In “The White Princess,” Philippa Gregory introduces a new mystery: Who was the boy who resurfaced claiming to be Richard, the prince who may have been spirited away and is heir to the England’s throne?
Gregory’s latest novel is set just after the Wars of the Roses. Henry Tudor has won and claims Elizabeth of York as his wife to unite the battling sides and hopefully bring peace.
Elizabeth is a reluctant bride. She was in love with Richard III and is of no mind to marry his killer, also the enemy of her entire family. Plus, there’s three in this marriage: Henry’s indomitable mother Lady Margaret has campaigned for England’s throne for him his whole life, and she’d rather be England’s pre-eminent lady, leaving her daughter-in-law in the background bearing sons.
As if the mistrust and dislike among these three aren’t enough, Henry and Lady Margaret are constantly on the lookout for plots. Elizabeth’s young cousin Teddy, a possible York heir to the throne, is locked in the Tower, ostensibly for his own protection. Elizabeth’s intelligent, well-connected mother is harder to shut away, but is always scheming behind the scenes.
Elizabeth walks a fine line in acting in her family’s interests while not angering her temperamental husband and harridan of a mother-in-law. Diplomacy comes easier as Elizabeth and Henry gradually fall in love, and Henry defeats efforts to depose him.

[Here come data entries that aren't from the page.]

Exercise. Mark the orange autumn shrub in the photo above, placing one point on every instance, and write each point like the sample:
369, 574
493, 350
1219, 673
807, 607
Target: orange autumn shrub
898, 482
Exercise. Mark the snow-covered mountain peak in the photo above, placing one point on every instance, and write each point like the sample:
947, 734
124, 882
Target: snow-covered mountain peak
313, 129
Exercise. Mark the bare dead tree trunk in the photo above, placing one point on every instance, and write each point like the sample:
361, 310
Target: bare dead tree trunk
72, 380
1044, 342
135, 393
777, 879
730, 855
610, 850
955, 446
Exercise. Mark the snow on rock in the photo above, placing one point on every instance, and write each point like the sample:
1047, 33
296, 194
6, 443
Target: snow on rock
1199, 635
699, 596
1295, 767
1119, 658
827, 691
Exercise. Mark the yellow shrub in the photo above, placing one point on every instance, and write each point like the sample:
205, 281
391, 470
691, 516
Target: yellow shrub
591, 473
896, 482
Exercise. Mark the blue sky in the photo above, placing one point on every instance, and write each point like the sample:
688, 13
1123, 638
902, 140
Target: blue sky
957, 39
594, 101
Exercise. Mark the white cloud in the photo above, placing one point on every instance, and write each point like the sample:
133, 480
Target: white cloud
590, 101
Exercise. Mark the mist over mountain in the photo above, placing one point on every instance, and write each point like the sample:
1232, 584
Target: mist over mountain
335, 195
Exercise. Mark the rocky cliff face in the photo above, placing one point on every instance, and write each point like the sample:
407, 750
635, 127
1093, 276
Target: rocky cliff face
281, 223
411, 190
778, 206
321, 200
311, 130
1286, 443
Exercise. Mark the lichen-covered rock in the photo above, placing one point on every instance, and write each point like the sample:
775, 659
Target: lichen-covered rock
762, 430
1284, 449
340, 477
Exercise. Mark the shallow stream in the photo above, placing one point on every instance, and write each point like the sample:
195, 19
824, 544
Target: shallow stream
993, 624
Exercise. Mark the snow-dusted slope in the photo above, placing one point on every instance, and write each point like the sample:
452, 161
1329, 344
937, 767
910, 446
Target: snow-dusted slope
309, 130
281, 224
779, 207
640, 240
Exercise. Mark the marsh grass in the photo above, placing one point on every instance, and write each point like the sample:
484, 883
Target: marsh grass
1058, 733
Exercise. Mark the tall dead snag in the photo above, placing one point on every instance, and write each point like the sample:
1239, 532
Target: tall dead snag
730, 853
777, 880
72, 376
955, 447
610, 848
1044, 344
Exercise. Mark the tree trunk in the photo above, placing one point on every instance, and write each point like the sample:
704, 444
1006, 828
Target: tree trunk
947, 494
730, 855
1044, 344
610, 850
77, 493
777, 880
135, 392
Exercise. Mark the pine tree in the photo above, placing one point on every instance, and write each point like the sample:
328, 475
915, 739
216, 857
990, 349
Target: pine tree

But then comes a threat greater than any other: the boy. Other young men have surfaced claiming to be the rightful heir, but none like this. The boy has the Yorks’ effortless charm and royal bearing. Henry’s allies are switching to his side. Europe’s monarchs offer him help. Worst of all, Elizabeth recognizes his hazel eyes and golden curls, and the bright smile exactly like her mother’s.
There’s room for just one king, and Elizabeth is torn between her love for Henry, her wish to see their son succeed to the throne, and delight that her little brother may be alive. Complicating matters is a curse Elizabeth and her mother laid on the killer of the princes in the Tower: His own son will die, and so will the son of his son. His line will end with a girl. (Sound familiar?)
Elizabeth is a sympathetic heroine; Gregory makes it clear she is in an awkward spot. She bears the brunt of Henry’s paranoia, even as her steadfast “I don’t know” to his questions incites his rage. She must soothe his fears of plots even as she knows her mother is plotting. And she risks being labeled a traitor as she tries to keep the boy alive.
Unlike previous installments of the Cousins’ War series, the lead character is more on the outskirts of the action than in the middle. Henry and Lady Margaret give Elizabeth little power, and her main goal is to settle unrest, not cause it. Compared with her scheming, ambitious mother and mother-in-law, she is docile and passive.
However, Elizabeth is well placed to monitor the actions of the people around her, and astute enough to guess their motives. As the bridge over the divide between York and Lancaster, she understands everyone’s loyalties, betrayals and fears. Her observations give “The White Princess” a psychological bent.
Through Elizabeth’s eyes, Gregory presents an engaging, well-told tale of the fraught years of early Tudor reign. It’s written in Gregory’s typical episodic style, which makes the book slightly choppy, but also makes it hard to resist reading just one little bit more.